Breakdown of the Functions

Key Functions:

• Initialization & Configuration:
  • __pink_runtime_init: Initializes the Pink Runtime with configuration parameters.
  • on_genesis: Sets up initial state at the genesis block.
  • on_runtime_upgrade: Handles state migration and updates during runtime upgrades.

Execution & Interaction:

• instantiate: Deploys a new ink! smart contract instance.
• bare_call: Calls a method on a deployed contract.
• execute_with & execute_mut: Executes provided closures with access to the runtime's state, mutable and immutable versions respectively.

Storage Management:

• Storage Access:
  • storage_get: Abstracted functionalities for accessing and modifying contract storage, realized through Substrate's storage APIs.

Chain Extensions:

• ChainExtension Implementation:
  • call & call_mut: Methods for executing chain extension calls, allowing contracts to interact with runtime-specific functionalities.
  • PinkExtension: A specific implementation of the ChainExtension interface providing extended functionalities to contracts.

Utility & Helper Functions:

• dispatch: A general dispatcher for routing calls to the appropriate functions based on identifiers.
• mask_low_bits: Utilized within the runtime for privacy or security related data processing.
• sanitize_args & handle_deposit: Functions to ensure the validity and security of transaction arguments and handle token deposits within contract calls.
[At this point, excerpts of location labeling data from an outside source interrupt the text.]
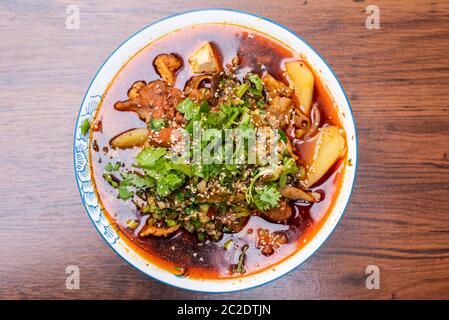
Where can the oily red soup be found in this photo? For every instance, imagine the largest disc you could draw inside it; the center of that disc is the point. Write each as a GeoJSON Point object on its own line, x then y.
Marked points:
{"type": "Point", "coordinates": [277, 217]}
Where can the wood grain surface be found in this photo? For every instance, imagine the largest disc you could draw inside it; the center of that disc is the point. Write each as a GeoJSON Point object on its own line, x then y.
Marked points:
{"type": "Point", "coordinates": [397, 79]}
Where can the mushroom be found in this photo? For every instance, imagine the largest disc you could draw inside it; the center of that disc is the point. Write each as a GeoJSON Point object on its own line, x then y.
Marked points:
{"type": "Point", "coordinates": [293, 193]}
{"type": "Point", "coordinates": [281, 213]}
{"type": "Point", "coordinates": [154, 100]}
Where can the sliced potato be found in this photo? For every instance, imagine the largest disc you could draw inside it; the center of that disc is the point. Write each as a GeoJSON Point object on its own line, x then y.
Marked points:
{"type": "Point", "coordinates": [293, 193]}
{"type": "Point", "coordinates": [303, 81]}
{"type": "Point", "coordinates": [329, 147]}
{"type": "Point", "coordinates": [204, 60]}
{"type": "Point", "coordinates": [276, 87]}
{"type": "Point", "coordinates": [131, 138]}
Cross-Contract Communication:

• cross_call & cross_call_mut: Facilitate direct interactions between different contracts within the Pink Runtime environment.

OCalls and ECalls:

• __pink_runtime_init initializes runtime with given ocall pointers, setting up the environment for external calls.
• ecall & ocall Functions: Facilitate the execution of external calls out of the wasm environment, enabling interactions with the blockchain node or external data sources.
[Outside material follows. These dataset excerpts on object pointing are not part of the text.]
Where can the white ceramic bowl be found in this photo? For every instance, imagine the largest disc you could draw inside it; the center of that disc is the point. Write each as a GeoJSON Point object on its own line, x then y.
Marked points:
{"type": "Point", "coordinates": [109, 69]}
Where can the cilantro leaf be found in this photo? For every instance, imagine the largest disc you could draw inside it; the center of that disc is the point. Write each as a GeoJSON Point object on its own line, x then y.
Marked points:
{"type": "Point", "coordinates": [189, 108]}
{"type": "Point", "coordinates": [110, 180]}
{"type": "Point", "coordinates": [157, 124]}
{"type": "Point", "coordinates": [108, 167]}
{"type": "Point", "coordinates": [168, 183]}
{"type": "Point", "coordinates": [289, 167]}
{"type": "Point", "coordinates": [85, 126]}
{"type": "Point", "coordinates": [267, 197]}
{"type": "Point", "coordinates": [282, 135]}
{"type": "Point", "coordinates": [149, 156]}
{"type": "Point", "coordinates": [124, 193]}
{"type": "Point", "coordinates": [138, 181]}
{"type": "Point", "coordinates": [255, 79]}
Each function plays a vital role in ensuring that contracts deployed on the Pink Runtime can operate securely, interact with external data.

Decentralized Execution Environment

The Decentralized Execution Environment (DEE) within the Phat Contract framework stands as a pivotal innovation, fundamentally rearchitecting the landscape of blockchain computation. Central to this environment is the integration of off-chain workers (OCWs) operating within Trusted Execution Environments (TEEs), specifically instantiated by the runtime logic encapsulated within the runtime.rs and further augmented by the chain extension mechanism detailed in extension.rs.

At the heart of the DEE, the runtime.rs file orchestrates the core blockchain runtime environment, facilitating seamless interaction between on-chain and off-chain computation realms. It configures the substrate runtime, incorporating pallets like pallet_contracts for smart contract functionality and custom pallets such as pallet_pink, which are pivotal for custom chain extensions and the execution of off-chain computations within a secure enclave.

The chain extension functionality, meticulously crafted in extension.rs, serves as the bridge between smart contracts and the external logic or data required for complex computations. Through meticulously designed chain extension points, smart contracts can invoke off-chain computations executed within OCWs. These OCWs, running in a TEE (such as Intel SGX), ensure the integrity and confidentiality of the code and data being processed. The logic here is underpinned by the security guarantees of the TEE, where the correctness of computation can be verified without revealing the underlying data or logic to external parties.

Codebase Quality

Overall, I consider the quality of the Phat Contract Runtime codebase to be of high caliber. The codebase exhibits mature software engineering practices with a strong emphasis on security, modularity, and clear documentation. The smart contracts leverage established standards, which demonstrates adherence to best practices within the Ethereum development community. Details are explained below:

Analysis of the code base

The most important summary in analyzing the code base is the stacking of codes to be analyzed. In this way, many predictions can be made, including the difficulty levels of the contracts, which one is more important for the auditor, the features they contain that are important for security (payable functions, uses assembly, etc.), the audit cost of the project, and the time to be allocated to the audit;

using vscode-counter

• filename: This field indicates the language in which smart contracts are written

• Language: Language in which the codebase is written.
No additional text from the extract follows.